In Asia's biggest ever takeover deal, China's leading mobile phone operator has announced the US$32.84 billion purchase of seven provincial networksfrom its parent company.

The acquisition will make SAR-listed China Mobile (Hong Kong) the world's second largest operator in subscriber numbers after Vodaphone, which has 59 million subscribers.

As part of the deal, UK-based Vodafone will invest US$2.5 billion in China Mobile, receiving in exchange about two percent of new shares in the company and access to a market forecast to be the world's second largest by the end of the year. About 3.5 percent of the population use mobile phones.

China Mobile said it would buy seven networks, some in the mainland's most affluent areas.

They are in Beijing, Shanghai, Tianjin, Shandong, Hebei, Liaoning and Guangxi.

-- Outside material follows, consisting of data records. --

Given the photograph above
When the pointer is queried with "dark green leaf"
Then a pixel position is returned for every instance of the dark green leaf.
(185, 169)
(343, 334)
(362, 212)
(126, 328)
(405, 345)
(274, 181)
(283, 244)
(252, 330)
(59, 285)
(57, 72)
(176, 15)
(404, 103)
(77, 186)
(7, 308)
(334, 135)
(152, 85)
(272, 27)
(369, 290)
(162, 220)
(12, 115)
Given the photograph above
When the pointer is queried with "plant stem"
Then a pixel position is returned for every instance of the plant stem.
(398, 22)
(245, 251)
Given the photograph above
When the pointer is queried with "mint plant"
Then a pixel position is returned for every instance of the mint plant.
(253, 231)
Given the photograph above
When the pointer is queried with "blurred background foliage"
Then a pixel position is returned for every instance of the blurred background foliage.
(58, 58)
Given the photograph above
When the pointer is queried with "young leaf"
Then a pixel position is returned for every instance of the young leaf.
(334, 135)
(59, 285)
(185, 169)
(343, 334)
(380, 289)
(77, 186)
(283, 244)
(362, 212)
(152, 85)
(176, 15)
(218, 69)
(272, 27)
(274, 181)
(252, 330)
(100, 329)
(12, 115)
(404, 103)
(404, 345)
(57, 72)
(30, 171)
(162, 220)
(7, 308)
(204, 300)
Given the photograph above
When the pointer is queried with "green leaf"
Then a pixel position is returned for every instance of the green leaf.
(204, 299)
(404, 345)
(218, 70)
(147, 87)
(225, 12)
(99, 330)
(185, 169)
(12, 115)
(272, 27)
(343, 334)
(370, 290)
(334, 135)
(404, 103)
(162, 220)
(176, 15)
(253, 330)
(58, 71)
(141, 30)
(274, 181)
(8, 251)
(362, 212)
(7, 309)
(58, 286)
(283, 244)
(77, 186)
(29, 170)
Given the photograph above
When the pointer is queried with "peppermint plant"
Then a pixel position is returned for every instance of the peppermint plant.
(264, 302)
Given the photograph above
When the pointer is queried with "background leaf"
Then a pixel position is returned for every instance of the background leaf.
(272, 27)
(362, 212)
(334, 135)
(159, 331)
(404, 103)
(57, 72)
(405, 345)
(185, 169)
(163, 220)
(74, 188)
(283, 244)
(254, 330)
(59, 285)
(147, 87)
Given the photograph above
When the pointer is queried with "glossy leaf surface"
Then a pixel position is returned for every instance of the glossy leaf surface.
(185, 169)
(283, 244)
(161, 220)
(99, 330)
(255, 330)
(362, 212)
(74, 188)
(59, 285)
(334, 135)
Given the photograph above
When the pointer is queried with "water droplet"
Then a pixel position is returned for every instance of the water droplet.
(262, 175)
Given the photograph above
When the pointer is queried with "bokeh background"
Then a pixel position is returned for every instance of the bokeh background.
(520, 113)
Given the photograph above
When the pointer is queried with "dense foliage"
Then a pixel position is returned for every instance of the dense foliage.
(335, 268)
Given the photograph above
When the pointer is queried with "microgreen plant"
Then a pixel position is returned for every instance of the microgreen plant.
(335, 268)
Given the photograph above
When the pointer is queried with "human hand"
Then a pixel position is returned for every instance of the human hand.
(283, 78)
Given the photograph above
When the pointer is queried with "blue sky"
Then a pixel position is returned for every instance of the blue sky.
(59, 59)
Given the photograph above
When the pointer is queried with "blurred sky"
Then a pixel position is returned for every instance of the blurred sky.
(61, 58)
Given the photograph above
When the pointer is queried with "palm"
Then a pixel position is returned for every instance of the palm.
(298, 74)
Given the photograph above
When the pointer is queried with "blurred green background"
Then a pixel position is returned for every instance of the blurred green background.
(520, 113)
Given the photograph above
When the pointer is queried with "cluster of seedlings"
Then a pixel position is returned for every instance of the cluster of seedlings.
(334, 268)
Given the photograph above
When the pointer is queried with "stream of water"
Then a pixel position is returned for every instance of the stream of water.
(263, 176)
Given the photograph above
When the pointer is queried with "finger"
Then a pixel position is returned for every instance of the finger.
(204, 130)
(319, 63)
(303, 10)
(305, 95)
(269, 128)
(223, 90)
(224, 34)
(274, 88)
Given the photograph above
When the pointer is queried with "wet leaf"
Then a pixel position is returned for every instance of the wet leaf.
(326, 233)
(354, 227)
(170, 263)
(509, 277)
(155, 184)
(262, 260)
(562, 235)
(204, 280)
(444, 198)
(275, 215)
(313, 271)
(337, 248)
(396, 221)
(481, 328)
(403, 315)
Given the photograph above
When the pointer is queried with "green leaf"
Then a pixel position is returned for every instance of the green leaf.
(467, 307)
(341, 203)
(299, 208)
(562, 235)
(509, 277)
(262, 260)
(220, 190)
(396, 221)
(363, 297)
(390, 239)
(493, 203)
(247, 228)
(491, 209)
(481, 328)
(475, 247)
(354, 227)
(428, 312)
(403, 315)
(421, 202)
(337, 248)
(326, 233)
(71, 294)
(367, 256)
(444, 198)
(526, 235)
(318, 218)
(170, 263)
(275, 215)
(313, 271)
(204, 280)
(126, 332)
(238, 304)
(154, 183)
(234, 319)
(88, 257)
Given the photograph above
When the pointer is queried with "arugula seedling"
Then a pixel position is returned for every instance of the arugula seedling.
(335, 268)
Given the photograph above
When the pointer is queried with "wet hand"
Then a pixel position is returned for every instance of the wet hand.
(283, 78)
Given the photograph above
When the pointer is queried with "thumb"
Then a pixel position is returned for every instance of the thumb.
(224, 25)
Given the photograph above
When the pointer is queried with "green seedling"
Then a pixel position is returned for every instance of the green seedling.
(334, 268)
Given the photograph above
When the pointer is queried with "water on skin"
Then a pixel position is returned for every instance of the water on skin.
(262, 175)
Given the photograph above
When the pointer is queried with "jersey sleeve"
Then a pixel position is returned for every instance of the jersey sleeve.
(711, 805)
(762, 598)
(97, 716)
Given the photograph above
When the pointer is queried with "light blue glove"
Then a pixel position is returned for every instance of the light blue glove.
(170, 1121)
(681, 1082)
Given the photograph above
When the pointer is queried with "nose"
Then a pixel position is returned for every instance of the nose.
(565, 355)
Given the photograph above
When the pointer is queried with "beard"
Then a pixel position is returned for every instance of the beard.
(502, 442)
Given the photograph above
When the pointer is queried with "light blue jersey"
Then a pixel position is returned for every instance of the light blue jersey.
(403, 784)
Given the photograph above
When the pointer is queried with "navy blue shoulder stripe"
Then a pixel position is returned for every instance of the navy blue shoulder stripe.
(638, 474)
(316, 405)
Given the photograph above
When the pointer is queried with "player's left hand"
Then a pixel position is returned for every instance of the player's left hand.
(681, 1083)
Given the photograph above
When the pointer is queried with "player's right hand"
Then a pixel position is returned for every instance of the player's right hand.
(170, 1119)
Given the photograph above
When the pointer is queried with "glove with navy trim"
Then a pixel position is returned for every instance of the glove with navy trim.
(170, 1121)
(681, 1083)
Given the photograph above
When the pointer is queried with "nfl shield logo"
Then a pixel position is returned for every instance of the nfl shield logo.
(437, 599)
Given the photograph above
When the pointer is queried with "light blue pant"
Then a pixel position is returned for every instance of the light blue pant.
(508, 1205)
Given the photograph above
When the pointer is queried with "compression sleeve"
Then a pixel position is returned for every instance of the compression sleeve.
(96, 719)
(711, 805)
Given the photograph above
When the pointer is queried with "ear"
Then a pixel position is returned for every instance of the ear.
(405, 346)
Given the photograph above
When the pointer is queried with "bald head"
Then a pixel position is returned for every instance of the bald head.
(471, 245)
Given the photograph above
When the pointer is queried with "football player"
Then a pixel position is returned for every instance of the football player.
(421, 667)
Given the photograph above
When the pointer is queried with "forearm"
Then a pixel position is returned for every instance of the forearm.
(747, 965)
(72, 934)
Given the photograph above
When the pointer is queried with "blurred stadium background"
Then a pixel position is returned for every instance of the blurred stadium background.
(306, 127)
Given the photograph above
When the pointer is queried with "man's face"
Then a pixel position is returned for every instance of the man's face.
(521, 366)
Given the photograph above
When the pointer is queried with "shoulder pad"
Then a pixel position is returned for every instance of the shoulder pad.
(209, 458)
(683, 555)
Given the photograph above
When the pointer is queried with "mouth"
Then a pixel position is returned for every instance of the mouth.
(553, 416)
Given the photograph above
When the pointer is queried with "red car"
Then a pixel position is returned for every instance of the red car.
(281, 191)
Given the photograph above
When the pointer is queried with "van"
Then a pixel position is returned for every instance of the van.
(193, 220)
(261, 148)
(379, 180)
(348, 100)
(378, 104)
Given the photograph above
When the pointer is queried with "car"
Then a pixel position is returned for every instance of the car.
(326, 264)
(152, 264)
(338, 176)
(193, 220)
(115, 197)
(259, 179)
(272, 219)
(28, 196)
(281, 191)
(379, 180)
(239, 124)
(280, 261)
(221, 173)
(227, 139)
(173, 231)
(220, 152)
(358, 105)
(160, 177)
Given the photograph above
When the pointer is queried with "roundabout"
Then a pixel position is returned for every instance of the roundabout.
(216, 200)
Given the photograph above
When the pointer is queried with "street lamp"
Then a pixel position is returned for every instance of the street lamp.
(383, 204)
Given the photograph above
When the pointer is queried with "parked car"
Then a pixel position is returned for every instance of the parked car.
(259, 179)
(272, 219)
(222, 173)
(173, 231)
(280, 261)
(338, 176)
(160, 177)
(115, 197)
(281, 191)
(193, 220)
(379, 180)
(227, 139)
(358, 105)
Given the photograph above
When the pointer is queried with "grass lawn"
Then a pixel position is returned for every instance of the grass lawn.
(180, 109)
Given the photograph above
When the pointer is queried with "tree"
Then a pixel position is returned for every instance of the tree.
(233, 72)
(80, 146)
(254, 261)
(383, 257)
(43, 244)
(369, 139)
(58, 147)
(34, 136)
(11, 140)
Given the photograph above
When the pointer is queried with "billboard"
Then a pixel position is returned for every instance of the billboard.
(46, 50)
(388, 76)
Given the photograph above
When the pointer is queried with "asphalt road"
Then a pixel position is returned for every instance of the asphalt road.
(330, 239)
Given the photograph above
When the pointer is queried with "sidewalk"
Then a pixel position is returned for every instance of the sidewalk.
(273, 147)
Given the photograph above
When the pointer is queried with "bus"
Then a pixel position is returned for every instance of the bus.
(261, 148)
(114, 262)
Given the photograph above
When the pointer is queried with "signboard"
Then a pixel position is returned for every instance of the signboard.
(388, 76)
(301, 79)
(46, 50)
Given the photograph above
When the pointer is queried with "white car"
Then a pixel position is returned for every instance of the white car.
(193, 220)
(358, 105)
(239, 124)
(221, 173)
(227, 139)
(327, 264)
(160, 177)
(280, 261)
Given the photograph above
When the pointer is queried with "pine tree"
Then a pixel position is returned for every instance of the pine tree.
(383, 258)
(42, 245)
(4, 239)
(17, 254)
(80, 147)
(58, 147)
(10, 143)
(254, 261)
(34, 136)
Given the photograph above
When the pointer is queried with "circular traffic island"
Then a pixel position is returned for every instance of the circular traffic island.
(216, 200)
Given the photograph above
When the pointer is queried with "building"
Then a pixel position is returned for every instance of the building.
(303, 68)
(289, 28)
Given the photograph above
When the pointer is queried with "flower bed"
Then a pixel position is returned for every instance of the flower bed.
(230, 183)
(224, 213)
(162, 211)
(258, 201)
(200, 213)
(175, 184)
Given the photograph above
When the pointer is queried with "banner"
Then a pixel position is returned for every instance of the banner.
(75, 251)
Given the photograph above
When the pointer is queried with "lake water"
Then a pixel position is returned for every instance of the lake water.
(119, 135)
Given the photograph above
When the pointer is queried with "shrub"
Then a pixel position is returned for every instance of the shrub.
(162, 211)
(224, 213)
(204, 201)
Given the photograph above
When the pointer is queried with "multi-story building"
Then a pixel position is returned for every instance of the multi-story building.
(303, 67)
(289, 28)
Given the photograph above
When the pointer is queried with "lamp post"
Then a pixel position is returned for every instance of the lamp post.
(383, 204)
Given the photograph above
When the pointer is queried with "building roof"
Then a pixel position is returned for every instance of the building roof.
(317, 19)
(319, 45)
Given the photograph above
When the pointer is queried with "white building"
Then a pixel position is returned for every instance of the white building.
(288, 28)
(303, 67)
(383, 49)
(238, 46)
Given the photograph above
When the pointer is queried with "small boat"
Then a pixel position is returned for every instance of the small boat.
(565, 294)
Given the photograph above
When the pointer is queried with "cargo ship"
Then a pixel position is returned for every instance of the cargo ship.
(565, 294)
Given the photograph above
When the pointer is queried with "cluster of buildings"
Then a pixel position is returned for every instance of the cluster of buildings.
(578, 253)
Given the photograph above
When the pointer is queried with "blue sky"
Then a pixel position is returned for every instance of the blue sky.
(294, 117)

It would also acquire the networks' US$1.16 billion net debt from China Mobile Communications, the ultimate parent of the SAR-listed company.

The acquisition will add 13.6 million subscribers to China Mobile, increasing its subscriber base to 35.28 million from 21.63 million at the end of June.

The deal is bigger than the takeover by Pacific Century CyberWorks of Cable & Wireless HKT, which went through at US$28 billion in August, though it was worth as much as US$38 billion when it was announced in February.

Vodafone chief executive Chris Gent said the alliance with the world's fastest growing mobile market, was a big step in its global expansion plan.

"China Mobile and Vodafone will explore suitable opportunities for joint ventures and other equity-based strategic alliances," Vodafone said.

The tie-up signalled the first major step by a foreign company to enter the mainland's telecommunications sector ahead of the country's entry to the World Trade Organisation, expected early next year.

Japan's biggest telecoms company, NTT DoCoMo, and Germany's market leader, Deutsche Telekom AG, had also shown interest in a partnership with China Mobile.

China Mobile chose Vodafone because "Vodafone and us both focus only on the mobile business", according to China Mobile chairman Wang Xiaochu.

More important was that China Mobile intended to learn from Vodafone's management experience as an international mobile operator, in order to improve its competence in the market and expand into the global arena, Wang said.

"It's great news for China Mobile," said Billy Ho, chief investment officer at Core Pacific Asset Management. "A strategic alliance with one of the world's largest telecoms companies reinforces its future as China's leading mobile phone company."

China Mobile said three-quarters of the cost of the deal, or US$22.67 billion, would be covered by issuing new shares to the parent, allowing the parent to retain a 75 percent stake.

The remaining US$10.17 billion would be paid in cash, including syndicated loans, a convertible note offer, and an international share offer, the latter two expected late this month or early next month.

China Mobile had been in talks to buy the networks since June. It needs to buy more networks on the mainland to maintain its market share, which declined to 83 percent in the first six months of this year from 93 percent a year ago.